Drag queens Manila Luzon and Alaska Thunderfuck stomp through the show tune “Working Holiday” addressing the highs and lows of the craft concentration camp. Their harmony is labor-inducing.

The overthrow comes from Ivy Winters (the same album: Christmas Queens 2) in “Elfy Winters Night.” This is a power diva jazz manifesto, somehow ambiguously covering overwork and not enuf sex.

It’s gonna get CRAZY “When the Elf Comes to Town.” The Roundheads have warned us with their garage exultations.

Watkins and the Rapiers settle the negotiations with “Arise Ye North Pole Workers,” a hollering chant calling out the fat cat. This one goes out to my late father-in-law and surviving sister, shop stewards both.

ReduXmas: You Auto Have a Merry Christmas

I knew of some odd Xmas songs concerning automobiles and one thing lead to another. For all the roadster rock, however, there were as many trucker numbers about helping out delivering presents. And also some inbetween the category bits. What else is on the back lot?

How could i forget Lindsey Buckingham’s overtired “Holiday Road” from that one movie that time? That’s right, it’s NOT about Christmas! Not even when The Stone Lonesomes put in on a Christmas album with all the ‘billy you could ever want.

2 Live Jews parody ‘Frosty’ with “All Used Car Salesmen.” Funny, but no mention of holidays.

Toboggan Boys” from Steven Courtney is not tired, but has a Beach Boys tribute that won’t quit. They’re movin’!

Farmer Jason digs deep into country pop with “Santa Drove a Big John Deere.” How’d i miss this cornpone?

Christmas in My Car” reroutes the topic to the suffering of the homeless via Do You Hear What I Hear (feat. No Kisses for New Years). Conscientious rock.

From the blues side, Matt Roach starts with Christmas in my car for “Christmas Blues ’95.” He gets around, but he’s not happy.

Bryan Kennedy is more down home with the plonkity-plonk in “Santa Drove a Dually.” The fiddle sells it. Cody Romshok goes electric with this.

Molly Starlite & The Sputniks saunters through “Hot Rod Christmas” without the need for speed. Slo-mo ‘billy.

Roadster rock should sound like Slant 6 and the Jumpstarts. Or is “HotRod Christmas” just a bit too familiar?

JD McPherson parallels without pause in “Santa’s got a Mean Machine.” Jolly jazzy big band ‘billy. Go go go. Gone.

ReduXmas: Wrap the Rainbow

Get your adult coloring books out! Purple Christmas and orange Christmas and grey Christmas–it’s all in song!

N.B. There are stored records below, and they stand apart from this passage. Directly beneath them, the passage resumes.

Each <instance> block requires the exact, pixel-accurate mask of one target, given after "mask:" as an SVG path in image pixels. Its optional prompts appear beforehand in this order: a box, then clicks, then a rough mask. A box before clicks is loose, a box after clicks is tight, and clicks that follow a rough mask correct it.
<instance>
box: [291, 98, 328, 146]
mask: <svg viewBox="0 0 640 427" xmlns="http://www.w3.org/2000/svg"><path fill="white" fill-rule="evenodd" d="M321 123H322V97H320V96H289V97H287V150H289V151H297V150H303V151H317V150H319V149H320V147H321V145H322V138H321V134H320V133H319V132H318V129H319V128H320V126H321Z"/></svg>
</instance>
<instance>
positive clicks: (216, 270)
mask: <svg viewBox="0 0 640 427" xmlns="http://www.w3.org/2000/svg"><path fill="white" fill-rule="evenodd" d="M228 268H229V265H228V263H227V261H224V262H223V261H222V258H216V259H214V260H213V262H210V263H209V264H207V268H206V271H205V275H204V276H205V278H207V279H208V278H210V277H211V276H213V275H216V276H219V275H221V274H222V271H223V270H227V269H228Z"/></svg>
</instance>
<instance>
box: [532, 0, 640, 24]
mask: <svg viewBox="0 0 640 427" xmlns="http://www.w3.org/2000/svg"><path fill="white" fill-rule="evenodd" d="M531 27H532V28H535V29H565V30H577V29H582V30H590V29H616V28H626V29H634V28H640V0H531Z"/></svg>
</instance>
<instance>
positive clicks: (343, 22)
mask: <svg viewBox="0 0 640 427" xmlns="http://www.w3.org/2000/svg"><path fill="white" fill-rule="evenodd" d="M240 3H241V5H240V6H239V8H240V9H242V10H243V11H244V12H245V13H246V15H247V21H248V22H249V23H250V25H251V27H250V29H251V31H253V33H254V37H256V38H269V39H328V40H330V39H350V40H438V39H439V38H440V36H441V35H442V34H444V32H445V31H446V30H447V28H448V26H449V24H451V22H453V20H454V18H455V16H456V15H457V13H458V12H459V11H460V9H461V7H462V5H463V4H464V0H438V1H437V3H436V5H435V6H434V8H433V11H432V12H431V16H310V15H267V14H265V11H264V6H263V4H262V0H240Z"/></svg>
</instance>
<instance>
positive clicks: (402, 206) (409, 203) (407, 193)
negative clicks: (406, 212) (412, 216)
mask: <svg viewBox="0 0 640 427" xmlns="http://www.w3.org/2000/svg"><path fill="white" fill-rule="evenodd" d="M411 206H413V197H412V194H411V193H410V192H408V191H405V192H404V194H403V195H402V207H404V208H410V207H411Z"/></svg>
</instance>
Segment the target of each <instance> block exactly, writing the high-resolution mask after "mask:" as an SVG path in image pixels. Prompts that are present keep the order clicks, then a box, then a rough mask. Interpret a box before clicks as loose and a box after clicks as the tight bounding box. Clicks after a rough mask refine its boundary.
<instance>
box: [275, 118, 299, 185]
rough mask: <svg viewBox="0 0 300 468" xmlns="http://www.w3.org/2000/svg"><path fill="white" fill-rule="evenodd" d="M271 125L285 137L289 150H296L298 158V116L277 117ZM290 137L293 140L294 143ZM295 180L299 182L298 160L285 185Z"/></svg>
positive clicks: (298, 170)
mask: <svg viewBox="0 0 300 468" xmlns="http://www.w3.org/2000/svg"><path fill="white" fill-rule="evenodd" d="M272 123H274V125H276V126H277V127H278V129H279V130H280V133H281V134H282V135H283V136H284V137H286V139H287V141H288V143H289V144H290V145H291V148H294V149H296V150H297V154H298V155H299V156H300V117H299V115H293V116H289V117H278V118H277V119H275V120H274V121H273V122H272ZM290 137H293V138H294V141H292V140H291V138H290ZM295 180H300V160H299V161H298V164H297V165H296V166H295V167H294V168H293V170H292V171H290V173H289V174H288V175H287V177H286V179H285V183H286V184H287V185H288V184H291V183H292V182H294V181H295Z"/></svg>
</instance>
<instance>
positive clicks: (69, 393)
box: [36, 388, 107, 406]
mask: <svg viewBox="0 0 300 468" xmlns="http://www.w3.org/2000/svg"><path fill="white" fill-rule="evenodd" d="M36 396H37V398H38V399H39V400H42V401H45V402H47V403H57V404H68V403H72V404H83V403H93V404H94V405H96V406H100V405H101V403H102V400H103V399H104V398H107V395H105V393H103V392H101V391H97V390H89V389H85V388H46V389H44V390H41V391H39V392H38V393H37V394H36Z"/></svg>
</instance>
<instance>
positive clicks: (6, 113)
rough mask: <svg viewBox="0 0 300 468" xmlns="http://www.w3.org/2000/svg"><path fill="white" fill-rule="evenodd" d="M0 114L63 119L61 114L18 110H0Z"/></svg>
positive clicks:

Kick off with a bang. Grammarchist gets political with “Mr. Red Christmas” a Communist take on the ‘Year Without’ groovy tune. Make allowances for the experimental nautre of it all and we’ll be fine.

Gary Wu’s “Red Sleigh” is a pretend metal tribute to urban carnage in Santa’s name. Oh, you.

Dr. BLT addresses crop failure with his “Orange Christmas.” We’ll allow it, because of the funkiness therein.

And then he comes back with “That was Before Our Christmas Turned Blue.” The blues. Duh.

Marvin Gaye soothes our blues with “Purple Snowflakes.” Yes, it’s better than John Legend doing it. (Too pretty.)

Back to Dr. BLT with the best in color. “Black Santa” is a spoken word-rapped ‘White’-backed racially tense situation, diffused with humor.

ReduXmas: Calendrical Carols

Yeah, i bit off more than i could chew thinking i could find a Christmas song about each other month of the year. Only set aside half a month to do this three years ago.

Found some more.

The tough nut was March and April. Little did i know Benny Goodman had this covered with his smooth “Santa Claus Came in the Spring.” It’s a standard. How do i NOW know? ‘Cuz of the covers–Mark Shane’s Xmas All-Stars grind it up, Jeudi gypsies it up, Putney Dandridge fronting Johnny Mercer jazzes it up (like bands did in 1935).

Half the off-date songs about Christmas are in July. So here we go. Therapy Sisters swill down some steamy honky tonk with their “Christmas is July.” Highly recommended.

Piedmont Songbag leans into the jazzy heat with “Santa in July.” More than highly recommended.

The New Anxiety gets jittery with “Christmas in July in December” ‘cuz, you know, climate change. Damn. Why bother celebrating or loving one another? Pop folk. Slightly recommended.

K-Drama raps out his joyous reckoning “All Year Long.” No, it’s not an excuse to leave the decorations up!

Salsa bet-up pop from Midwest Merry Makers brings us “Christmas All Year Long.” More brotherhood for its own sake. Yea.